Friday, September 18, 2015

Forgotten Books: The Iron Men of Venus - Don Wilcox

While I was looking for pulp cover scans to use in my Sunday Morning Bonus Pulp series, I came across the February 1952 issue of AMAZING STORIES, featuring the short novel "The Iron Men of Venus" by Don Wilcox. As I looked at that cover, I thought, "I have to read this!" And sure enough, it's actually available as part of Armchair Fiction's double novel series, so I soon had a copy and eagerly dived in.

What was it I landed in? Well, that's debatable. The story is set in a future in which Venus was turned into a penal colony for Earth criminals. However, the descendants of those prisoners have formed their own government and become a sovereign, if somewhat shady, trading partner with Earth. They still harbor a lot of resentment over the past, though, and when they get the chance they launch an audacious scheme to get their revenge and take over the planet that banished their ancestors.

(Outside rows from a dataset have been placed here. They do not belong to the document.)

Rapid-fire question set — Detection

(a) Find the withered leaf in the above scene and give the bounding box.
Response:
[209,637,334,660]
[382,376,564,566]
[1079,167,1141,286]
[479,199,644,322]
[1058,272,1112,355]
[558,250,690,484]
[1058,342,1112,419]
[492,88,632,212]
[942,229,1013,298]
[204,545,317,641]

That's a pretty decent back-story, and the method the Venusians use to attack Earth is fairly ingenious, too. It seems that Venus is rich in iron, and some of the iron beams, plates, etc., they ship to Earth are equipped with mechanisms allowing them to move around and assemble themselves into giant killer robots guided by mechanical brains. That's right. They're Transformers.

Wilcox also creates an Earth where nightclubs, restaurants, etc., are located on floating anti-grav platforms thousands of feet above the surface, much like on THE JETSONS. Once again, AMAZING STORIES was there first.

Our heroes are Joe Kane, a working class guy who discovers the Venusians' plot before anyone else, and his comedy relief sidekick Dan "Dynamite" Dinkins. With Earth under attack, they're the ones who figure out everything and come up with a way to save the day.

I have a hunch that a lot of modern SF readers would find this novel terrible. It's not particularly well-written. Coincidence plays a huge part in the plot, and Wilcox's style is strictly meat-and-potatoes for the most part, although there's a surprisingly elegant line here and there. But the main ideas of the story aren't bad, and man, it sure races along. And that cover is great! If you remember this sort of pulp adventure SF with as much fondness as I do, you might enjoy THE IRON MEN OF VENUS. I had a fine time reading it and will read more by Wilcox.

1 comment:

Mathew Paust said...

Coincidentally Venus has been high in the morning sky the past several weeks. I shall look upon her tomorrow through a newly tinted lens. Thanks!